Bye Bye 2011. Revue de l'année de la Société Radio-Canada (SRC). Ici une scène du sketch sur les nouveaux députés du NPD (un parti fédéral) pour le territoire du Québec en 2011. Le Boot Camp de Thomas Mulcair. J'ai particulièrement aimé. Après avoir clâmé «Faisons payer les plus riches! Faisons payer les plus riches!» et en voyant leur chèque de paye, les
nouveaux élus socialistes changent, en pleine entrevue médiatique, la définition de "plus riche".
Le message politique

On peut lire entre les lignes, que le Plateau espère (et prépare) le retour en force du Bloc Québécois à Ottawa. Ce parti a encore beaucoup d'appuis dans les médias du Québec, particulièrement à la SRC. C'était encore plus palpable, lors de la soirée des élections du 2 mai 2011, alors que le NPD remplaçait le Bloc comme opposition officielle à Ottawa. La soirée électorale était en deuil, à la SRC.
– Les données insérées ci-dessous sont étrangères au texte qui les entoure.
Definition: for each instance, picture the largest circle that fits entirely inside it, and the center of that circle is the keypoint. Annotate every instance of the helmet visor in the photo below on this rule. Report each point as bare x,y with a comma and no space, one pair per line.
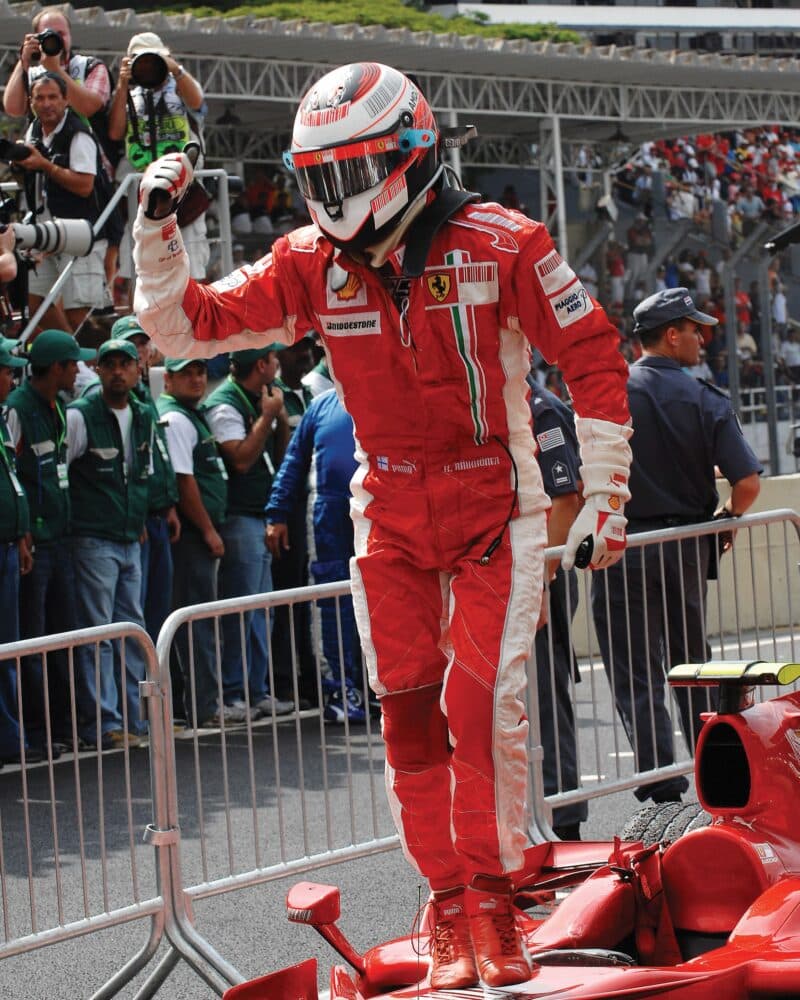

Avec cette édition 2011, l'équipe SRC (CBC francophone du Québec) a fait des efforts pour oser tirer sur des valeurs socialistes clichées comme on en entend à la semaine longue sur ses ondes et dans ses médias (radio, TV, internet) le reste de l'année. Mais c'est pour mieux positionner le Bloc Québécois (au fédéral) et le Parti Québécois (au Québec). On nous suggère que le parti NPD, un parti fédéraliste non centré uniquement sur les attentes du Québec, devrait normalement ne pas être reporté au pouvoir après quatre ans (chanson Why NPD, sur l'air de YMCA de l'ancien groupe Village People). Et via le personnage du superhéros, Capitaine Solidaire (Amir Khadir) qu'il faut résister à la tentation de voter Québec Solidaire, pour centrer les forces sur le Parti Québécois. Les dénominateurs commun aux deux:
-  parti souverainiste
-  avec pour chef potentiel et anticipé, Gilles Duceppe.

Cela explique le tir groupé contre une certaine gauche, à l'encontre d'une longue tradition de la SRC.
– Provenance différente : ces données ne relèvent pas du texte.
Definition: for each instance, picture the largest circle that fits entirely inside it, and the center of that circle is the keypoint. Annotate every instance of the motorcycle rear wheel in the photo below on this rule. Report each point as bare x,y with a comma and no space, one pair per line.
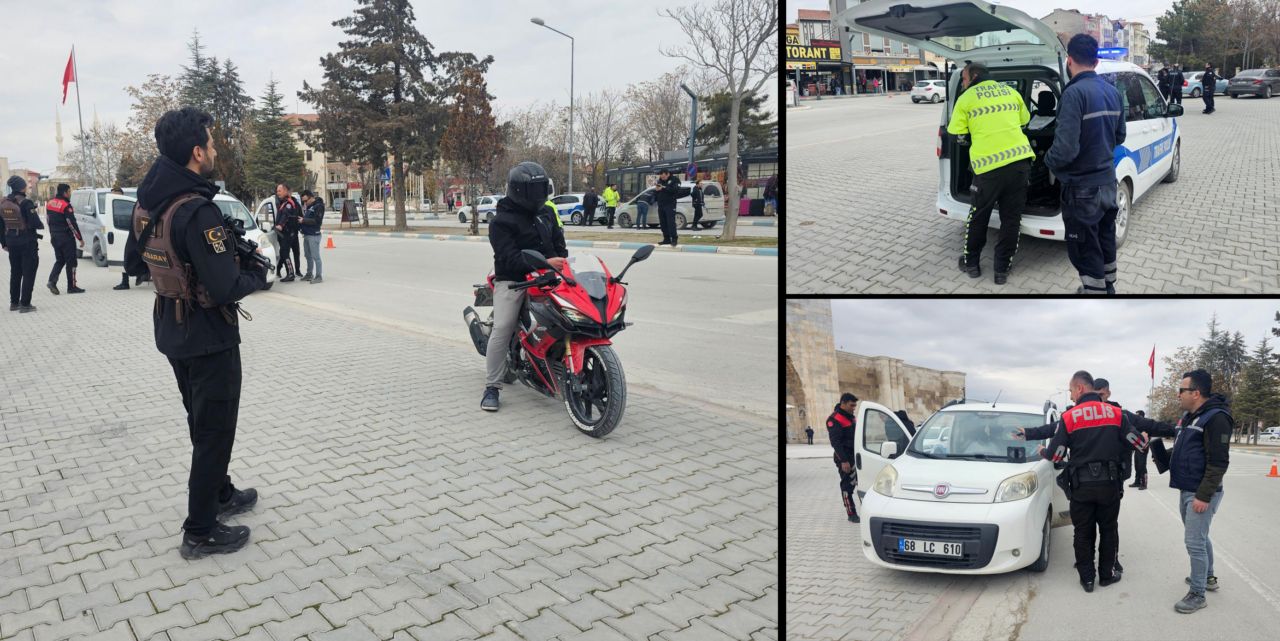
598,408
Construction publique et syndicalisme : collusion et corruption au menu

Sur la collusion présumée dans l'industrie de la corruption construction, il y avait aussi de bons gags (ou clins d'œils). Les menaces des syndicats (ex. FTQ Construction) dans une chanson doucereuse, via la personnification de la chanteuse Cœur de pirate invitée à "En direct de l'Univers", sous la thème "l'univers des dirigeants de la FTQ", était une excellente satyre contre le syndicalisme extrême. La jeune chanteuse aux yeux d'enfants et à la voix douce fait les menaces les plus dures aux travailleurs qui refuseraient d'écouter les syndicats. Pendant ce temps, les leaders syndicaux sont touchés aux larmes par ces rimes qui les renforcent dans leur convictions et méthodes mafieuses. Fiction ou réalité? La ligne est mince; disons les deux? 

Voilà que tu manges un petit coup de pelle
Je démolis ta gueule, c'est rien de personnel
Puis, tu me supplie de te lâcher
Que tu as bien compris, en bon syndiqué
J'espère que c'est clair pour très longtemps
J'ai pas jusse ça à faire, arracher des dents
C'est moi qui mène sur le chantier
Sinon dans le ciment, tes pieds seront coulés
Tu te plains encore
Et moi je te bûche un peu plus fort
Si tu cries encore
Tu vas nager au fond du Vieux-Port 
(extrait du sketch à chansons, 
"En direct de l'Univers", du Bye Bye 2011, Société Radio-Canada -SRC) 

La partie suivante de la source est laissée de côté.